3. The apparatus according to claim 1, wherein the flexible device is arranged on a side remote from the combustion chamber with respect to the check valve.

4. The apparatus according to claim 1, further comprising:

a valve sleeve including a bore, wherein the check valve and the flexible device are arranged in the bore.

5. The apparatus according to claim 4, further comprising:

a locking screw arranged in the valve sleeve and by which the check valve is detachably fastened in the valve sleeve; wherein the flexible device is arranged between the locking screw and the check valve.

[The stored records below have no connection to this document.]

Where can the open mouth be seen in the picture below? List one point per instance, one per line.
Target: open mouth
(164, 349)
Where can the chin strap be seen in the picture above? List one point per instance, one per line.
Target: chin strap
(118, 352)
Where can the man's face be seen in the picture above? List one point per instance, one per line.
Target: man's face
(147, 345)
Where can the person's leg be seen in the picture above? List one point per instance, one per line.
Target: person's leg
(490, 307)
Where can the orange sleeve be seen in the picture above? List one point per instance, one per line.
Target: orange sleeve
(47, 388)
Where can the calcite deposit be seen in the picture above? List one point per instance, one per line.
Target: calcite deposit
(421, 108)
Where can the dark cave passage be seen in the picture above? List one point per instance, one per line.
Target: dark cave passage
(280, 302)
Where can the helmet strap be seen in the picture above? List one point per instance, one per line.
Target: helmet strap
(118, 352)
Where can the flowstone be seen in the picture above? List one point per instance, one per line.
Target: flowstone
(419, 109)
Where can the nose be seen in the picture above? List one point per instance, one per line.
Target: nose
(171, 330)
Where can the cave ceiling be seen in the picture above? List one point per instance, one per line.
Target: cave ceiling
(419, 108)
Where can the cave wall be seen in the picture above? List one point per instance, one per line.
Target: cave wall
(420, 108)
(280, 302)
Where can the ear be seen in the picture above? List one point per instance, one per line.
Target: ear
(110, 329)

6. The apparatus according to claim 4, further comprising:

a pressure screw for detachably securing the valve sleeve adjacent to the combustion chamber.

7. The apparatus according to claim 1, further comprising:

a spacer sleeve arranged between the flexible device and the check valve.

8. The apparatus according to claim 7, further comprising:

a diaphragm arranged between the flexible device and the spacer sleeve.

9. A gas engine system, comprising:

a gas engine including at least one prechamber; and

an apparatus according to claim 1 and arranged in a gas line connected to the prechamber.